For conspicuous gallantry and intrepidity at the risk of his life above and beyond the call of duty.

Jackly’s parents accepted the medal on behalf of their son, who remained hospitalized. The youngest Marine to ever receive the Medal of Honor, his story became immortalized alongside the greatest heroes of World War II.[^1]

General Lemuel C. Shepherd Jr., Commandant of the Marine Corps, called him “an example of courage and valor all Marines strive to achieve.” Fellow Marines remembered Jack as a modest soul, never boasting, always deflecting praise toward the men he saved.


Beyond the Medal—Legacy of Redemption

Jack Lucas lived to fight again—not in battle, but in life’s ongoing war against pain and memory. After surviving not one but two grenade blasts during WWII, his story didn’t fade into the haze of hero worship. Instead, it stands as a brutal testament to instinct, courage, and the redemptive power of sacrifice.

In later years, Lucas sought to build, not to break. He worked with veterans’ causes, reminding younger generations that true battlefield valor often transcends medals—it demands a willingness to bear scars others never see.

“Greater love hath no man than this, that a man lay down his life for his friends.” — John 15:13

Jack’s life was a living sermon on that scripture. His sacrifice was carved into the earth of Iwo Jima, burned into the hearts of the men he saved, and etched into the soul of every Marine who hears his story.

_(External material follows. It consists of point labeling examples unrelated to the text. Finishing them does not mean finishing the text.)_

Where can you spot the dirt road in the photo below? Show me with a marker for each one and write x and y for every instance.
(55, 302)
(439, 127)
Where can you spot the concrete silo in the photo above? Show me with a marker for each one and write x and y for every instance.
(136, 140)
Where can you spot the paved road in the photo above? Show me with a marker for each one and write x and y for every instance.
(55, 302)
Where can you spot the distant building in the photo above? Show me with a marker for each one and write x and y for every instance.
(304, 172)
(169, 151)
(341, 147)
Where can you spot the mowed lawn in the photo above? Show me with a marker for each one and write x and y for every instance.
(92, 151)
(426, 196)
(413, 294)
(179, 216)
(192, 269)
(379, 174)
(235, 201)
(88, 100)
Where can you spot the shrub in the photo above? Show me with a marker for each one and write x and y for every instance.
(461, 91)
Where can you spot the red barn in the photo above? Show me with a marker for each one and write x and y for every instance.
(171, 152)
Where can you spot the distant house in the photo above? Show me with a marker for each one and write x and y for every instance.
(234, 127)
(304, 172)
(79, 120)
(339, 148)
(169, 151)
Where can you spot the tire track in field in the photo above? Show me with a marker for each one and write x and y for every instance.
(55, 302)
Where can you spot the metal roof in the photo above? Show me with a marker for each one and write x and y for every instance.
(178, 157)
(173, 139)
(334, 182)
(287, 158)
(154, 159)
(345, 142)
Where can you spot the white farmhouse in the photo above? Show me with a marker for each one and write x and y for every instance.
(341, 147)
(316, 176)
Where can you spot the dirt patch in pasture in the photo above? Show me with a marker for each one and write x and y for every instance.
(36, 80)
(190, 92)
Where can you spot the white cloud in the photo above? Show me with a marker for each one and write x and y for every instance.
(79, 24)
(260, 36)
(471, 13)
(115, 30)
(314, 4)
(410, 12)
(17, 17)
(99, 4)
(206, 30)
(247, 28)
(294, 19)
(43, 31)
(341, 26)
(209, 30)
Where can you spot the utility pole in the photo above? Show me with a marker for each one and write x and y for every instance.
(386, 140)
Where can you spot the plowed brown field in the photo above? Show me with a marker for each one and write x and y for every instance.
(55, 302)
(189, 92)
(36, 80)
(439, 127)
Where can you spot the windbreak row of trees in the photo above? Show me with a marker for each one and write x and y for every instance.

Veterans today carry the legacy of Jacklyn Harold Lucas Jr. Like him, they understand: courage is raw, costly, and sometimes born from the innocence of youth hardened by the fury of war.


The boy who swallowed grenades with bare hands didn’t just survive; he became a living symbol that even in the darkest carnage, there is purpose, there is sacrifice, and there is grace.


[^1]: Naval History and Heritage Command, Medal of Honor: Jacklyn Harold Lucas Jr. Citation; U.S. Marine Corps Archives, 1st Battalion, 26th Marines Iwo Jima After Action Reports.